Heather has always had a deep passion for the underwater landscape, as well as history and science, and is honoured to be able to work with an organisation that allows her to combine these three passions. Heather lives in Melbourne with her partner and their 5 guinea pigs.

Kate Pentecost


DIGITAL CONTENT PRODUCER

Kate Pentecost is the Digital Content Producer at the Silentworld Foundation.

A love of history led her to study archaeology, and then museum studies, at the University of Sydney (Bachelor of Arts in Historical Archaeology and Masters of Museum Studies in Collection Management and Curatorial Practice). She then spent over seven years at the Australian National Maritime Museum, across the Digital/Web, Photography, and Registration departments.

Kate lives in Sydney and grew up by the waters of Kamay/Botany Bay. She has a particular interest in folklore and the social history of the sea, which she hopes to explore further in future episodes of the Foundation’s podcast.

When not at the Foundation, Kate can be found at the Harry Daly Museum, part of the Australian Society of Anaesthetists, where she oversees the museum, library and archive.

Benjamin Wharton

Research Assistant

Benjamin Wharton

Benjamin Wharton


RESEARCH ASSISTANT

Benjamin Wharton is an archaeologist in the Greater Sydney Region, with a trade background in engineering as well as architectural draughting.

He has a varied high-level skill set which combined with some practical experience in historical vessel maintenance, led Ben to be requested for work on the Barangaroo and Windsor Boats excavations. He was an integral part of each of these projects for the recovery, and recording of the timbers.

Post fieldwork, he remained on both projects contributing to writing the descriptions and interpretation, as well as producing the lines of the boats.

Michael Gooding


CAPTAIN OF SILENTWORLD CHARTERS

As a Captain for Silentworld Charters, Michael has experienced the wonders of Oceania first-hand and has cruised around this special region for nearly 30 years.
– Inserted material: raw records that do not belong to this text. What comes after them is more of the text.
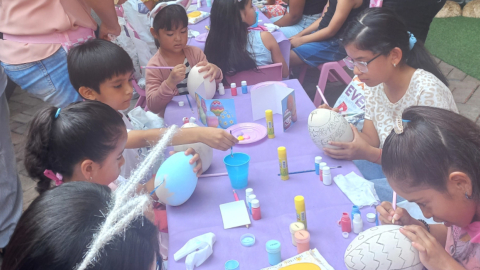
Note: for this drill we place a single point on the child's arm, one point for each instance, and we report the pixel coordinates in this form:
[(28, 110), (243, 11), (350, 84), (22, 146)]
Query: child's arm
[(214, 137), (277, 57), (294, 14)]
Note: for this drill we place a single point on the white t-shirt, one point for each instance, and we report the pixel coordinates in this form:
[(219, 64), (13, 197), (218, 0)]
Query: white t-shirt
[(424, 90)]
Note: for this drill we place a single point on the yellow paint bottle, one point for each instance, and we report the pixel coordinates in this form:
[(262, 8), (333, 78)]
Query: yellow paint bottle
[(282, 160), (300, 208), (270, 129)]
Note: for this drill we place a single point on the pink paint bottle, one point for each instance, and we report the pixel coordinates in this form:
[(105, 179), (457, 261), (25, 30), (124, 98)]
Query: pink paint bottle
[(346, 223), (256, 213)]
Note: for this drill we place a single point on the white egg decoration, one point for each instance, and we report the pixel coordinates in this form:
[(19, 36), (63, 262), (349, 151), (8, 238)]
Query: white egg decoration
[(195, 79), (326, 125), (382, 247), (205, 151), (175, 180)]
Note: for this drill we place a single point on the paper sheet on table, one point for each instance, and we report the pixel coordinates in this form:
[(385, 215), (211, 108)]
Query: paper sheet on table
[(234, 214), (268, 98)]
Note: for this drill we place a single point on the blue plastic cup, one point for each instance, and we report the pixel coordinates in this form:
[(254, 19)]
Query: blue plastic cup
[(237, 168), (232, 265)]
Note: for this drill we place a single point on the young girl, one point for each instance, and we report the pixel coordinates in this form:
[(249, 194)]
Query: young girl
[(319, 43), (57, 229), (398, 73), (232, 47), (170, 29), (432, 159)]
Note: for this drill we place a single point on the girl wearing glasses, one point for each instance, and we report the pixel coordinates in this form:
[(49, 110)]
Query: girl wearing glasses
[(398, 73)]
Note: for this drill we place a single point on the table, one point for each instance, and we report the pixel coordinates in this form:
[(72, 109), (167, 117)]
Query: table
[(324, 204), (282, 40)]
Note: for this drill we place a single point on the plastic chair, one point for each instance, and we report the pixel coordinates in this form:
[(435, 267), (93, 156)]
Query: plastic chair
[(331, 71), (271, 72)]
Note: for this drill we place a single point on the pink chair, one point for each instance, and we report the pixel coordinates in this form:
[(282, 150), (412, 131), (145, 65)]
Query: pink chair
[(332, 71), (271, 72)]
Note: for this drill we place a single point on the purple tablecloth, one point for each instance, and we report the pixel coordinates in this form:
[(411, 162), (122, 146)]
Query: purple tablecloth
[(282, 40), (324, 204)]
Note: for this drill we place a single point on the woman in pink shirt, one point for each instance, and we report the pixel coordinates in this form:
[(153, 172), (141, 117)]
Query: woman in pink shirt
[(35, 37)]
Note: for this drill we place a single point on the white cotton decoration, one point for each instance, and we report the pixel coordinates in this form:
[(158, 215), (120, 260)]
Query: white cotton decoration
[(382, 248)]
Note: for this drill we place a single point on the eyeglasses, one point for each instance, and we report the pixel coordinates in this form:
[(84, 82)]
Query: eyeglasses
[(361, 65)]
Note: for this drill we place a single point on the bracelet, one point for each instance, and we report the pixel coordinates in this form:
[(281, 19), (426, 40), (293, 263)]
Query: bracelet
[(425, 223)]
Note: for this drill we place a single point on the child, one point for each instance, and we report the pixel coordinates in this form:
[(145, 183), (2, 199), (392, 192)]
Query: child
[(432, 159), (232, 47), (319, 43), (57, 229), (398, 73), (170, 29), (100, 70)]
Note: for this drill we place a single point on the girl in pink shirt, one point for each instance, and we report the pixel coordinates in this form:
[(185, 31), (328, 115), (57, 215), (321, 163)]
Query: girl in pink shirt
[(432, 158)]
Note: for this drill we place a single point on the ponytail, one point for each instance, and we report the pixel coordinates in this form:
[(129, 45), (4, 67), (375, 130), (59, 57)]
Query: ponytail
[(380, 30), (58, 141)]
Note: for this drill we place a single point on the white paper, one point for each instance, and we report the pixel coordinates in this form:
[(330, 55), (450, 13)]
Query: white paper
[(268, 98), (234, 214)]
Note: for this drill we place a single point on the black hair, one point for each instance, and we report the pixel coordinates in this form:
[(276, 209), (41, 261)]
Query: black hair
[(96, 61), (55, 230), (227, 40), (380, 30), (169, 18), (433, 144), (88, 129)]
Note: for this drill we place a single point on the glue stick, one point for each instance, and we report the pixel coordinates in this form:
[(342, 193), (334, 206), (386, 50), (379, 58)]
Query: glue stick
[(269, 118), (282, 160), (300, 208)]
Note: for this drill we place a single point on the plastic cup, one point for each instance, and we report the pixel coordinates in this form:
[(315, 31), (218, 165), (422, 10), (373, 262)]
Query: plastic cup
[(232, 265), (237, 168)]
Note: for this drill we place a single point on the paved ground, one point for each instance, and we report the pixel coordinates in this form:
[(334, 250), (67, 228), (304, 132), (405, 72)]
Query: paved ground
[(466, 92)]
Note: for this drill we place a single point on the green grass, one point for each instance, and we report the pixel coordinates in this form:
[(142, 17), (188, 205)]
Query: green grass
[(456, 41)]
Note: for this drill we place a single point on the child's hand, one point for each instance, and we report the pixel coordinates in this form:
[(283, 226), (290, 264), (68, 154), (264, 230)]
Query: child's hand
[(196, 158), (432, 254), (212, 70), (387, 214), (217, 138)]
His role as Captain includes being a part of the not-for-profit Silentworld Foundation.

The Silentworld Foundation annually undertakes an expedition that highlights the unique history of the South Pacific region and raises awareness for the stories that each expedition discovers.

Combining his passion for the sea, exploration and maritime archaeology, Michael has helped create some special experiences for those on board Silentworld, showing how we can use yachts to truly engage with and protect the oceans we sail on.